The kernel status indicator appears in the top-right corner of the notebook:

Each cell also shows its execution status in brackets on the left:

Interrupting a running cell

If a cell is taking too long or stuck in a loop, stop it with Kernel → Interrupt Kernel, or press I, I in command mode. This is the notebook equivalent of Ctrl+C in a terminal. Your variables are preserved.

Restarting the kernel

Restarting clears all variables and imports from memory, giving you a clean Python session. This is the fastest fix for unexpected behavior caused by running cells out of order.

ActionEffect
Kernel → Restart KernelClears memory; leaves cell outputs visible
Kernel → Restart Kernel and Clear All OutputsClears memory and output
Kernel → Restart Kernel and Run All CellsClears memory, then reruns the notebook top-to-bottom

Use Restart and Run All before sharing a notebook to confirm it runs correctly in order.

Shutting down kernels

Closing a notebook tab does not shut down the kernel — it keeps running in the background. When you’re done with a notebook, shut down its kernel explicitly:

Saving Your Work

Jupyter autosaves periodically, but you should save manually before closing a notebook: Ctrl + S, or File → Save Notebook.

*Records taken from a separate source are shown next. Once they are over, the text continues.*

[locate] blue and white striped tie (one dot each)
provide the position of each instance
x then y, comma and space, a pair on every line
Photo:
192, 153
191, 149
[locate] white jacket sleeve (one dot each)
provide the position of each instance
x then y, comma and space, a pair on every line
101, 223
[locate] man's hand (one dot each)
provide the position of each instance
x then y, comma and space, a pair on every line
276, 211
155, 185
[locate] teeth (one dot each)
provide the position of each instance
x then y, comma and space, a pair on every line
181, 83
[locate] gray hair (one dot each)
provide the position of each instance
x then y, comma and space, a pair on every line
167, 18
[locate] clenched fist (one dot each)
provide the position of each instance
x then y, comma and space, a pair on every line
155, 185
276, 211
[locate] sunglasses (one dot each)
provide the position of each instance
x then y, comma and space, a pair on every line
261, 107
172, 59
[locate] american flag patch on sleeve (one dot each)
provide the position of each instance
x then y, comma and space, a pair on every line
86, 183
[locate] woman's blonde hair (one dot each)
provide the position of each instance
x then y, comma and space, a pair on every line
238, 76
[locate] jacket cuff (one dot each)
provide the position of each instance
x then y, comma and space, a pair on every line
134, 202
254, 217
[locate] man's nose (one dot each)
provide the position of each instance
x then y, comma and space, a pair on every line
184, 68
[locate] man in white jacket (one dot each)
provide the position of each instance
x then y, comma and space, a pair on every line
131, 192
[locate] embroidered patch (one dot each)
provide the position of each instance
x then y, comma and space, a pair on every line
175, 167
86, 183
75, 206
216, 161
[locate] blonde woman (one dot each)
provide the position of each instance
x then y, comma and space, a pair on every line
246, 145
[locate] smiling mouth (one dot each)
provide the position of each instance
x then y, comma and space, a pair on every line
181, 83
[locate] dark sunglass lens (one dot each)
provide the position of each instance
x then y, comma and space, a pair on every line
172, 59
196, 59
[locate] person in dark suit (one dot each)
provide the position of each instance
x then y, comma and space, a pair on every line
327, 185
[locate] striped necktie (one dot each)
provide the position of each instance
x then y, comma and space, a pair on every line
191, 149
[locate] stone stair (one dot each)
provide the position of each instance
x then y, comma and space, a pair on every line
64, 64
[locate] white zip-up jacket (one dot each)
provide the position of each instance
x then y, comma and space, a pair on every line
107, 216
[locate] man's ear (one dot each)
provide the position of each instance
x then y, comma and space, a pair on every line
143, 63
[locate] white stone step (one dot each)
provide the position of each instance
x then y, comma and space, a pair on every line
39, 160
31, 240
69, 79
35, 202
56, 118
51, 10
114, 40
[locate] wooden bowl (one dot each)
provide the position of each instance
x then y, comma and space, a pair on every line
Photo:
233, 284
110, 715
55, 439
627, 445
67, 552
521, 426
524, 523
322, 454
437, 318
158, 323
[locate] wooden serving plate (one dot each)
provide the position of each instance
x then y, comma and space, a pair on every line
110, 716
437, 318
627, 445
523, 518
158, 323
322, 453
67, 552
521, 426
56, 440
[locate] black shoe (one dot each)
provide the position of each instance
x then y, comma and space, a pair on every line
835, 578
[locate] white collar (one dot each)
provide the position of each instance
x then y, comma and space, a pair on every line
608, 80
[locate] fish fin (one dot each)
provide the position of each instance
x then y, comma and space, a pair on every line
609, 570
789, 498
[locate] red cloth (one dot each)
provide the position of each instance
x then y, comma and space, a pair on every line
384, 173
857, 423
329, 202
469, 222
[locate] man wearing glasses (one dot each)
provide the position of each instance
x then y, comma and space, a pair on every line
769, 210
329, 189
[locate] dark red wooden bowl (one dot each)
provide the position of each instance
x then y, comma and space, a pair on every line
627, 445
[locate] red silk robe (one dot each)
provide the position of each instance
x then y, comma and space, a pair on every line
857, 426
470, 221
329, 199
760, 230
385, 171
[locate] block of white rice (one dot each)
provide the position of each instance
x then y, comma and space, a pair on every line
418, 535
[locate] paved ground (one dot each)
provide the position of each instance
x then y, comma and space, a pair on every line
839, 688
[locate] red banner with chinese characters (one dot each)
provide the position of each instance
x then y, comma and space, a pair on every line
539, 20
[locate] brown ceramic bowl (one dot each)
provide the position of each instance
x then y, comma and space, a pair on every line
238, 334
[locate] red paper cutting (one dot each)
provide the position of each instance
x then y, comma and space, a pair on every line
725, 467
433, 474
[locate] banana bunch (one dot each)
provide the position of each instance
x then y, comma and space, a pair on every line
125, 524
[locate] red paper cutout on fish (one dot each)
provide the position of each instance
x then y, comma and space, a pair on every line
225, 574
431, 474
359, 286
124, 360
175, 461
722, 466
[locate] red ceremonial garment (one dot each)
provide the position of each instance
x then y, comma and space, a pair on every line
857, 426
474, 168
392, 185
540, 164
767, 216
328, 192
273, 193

Notebooks are saved to your /home/jovyan directory and will persist between sessions. See File Systems and Data Storage for storage limits and best practices.

Exporting Notebooks

To export a notebook to another format (HTML, PDF, etc.):

  1. File → Save and Export Notebook As...

  2. Select your desired format.

PDF export requires LaTeX to be available in your environment.

Best Practices

Troubleshooting

Unexpected errors or stale variable values Restart the kernel: Kernel → Restart Kernel. This clears all variables and lets you start fresh. Re-run your cells from the top.

Kernel appears stuck or unresponsive Try Kernel → Interrupt Kernel first. If that doesn’t work, restart the kernel.

Cluttered or very large cell output Right-click the output area and select Clear Output, or use Edit → Clear All Outputs. Suppress a cell’s outputs by adding %%capture to the beginning of the cell.

Wrong environment or missing packages Confirm you launched GeoLab with the correct environment. See Launching your Server.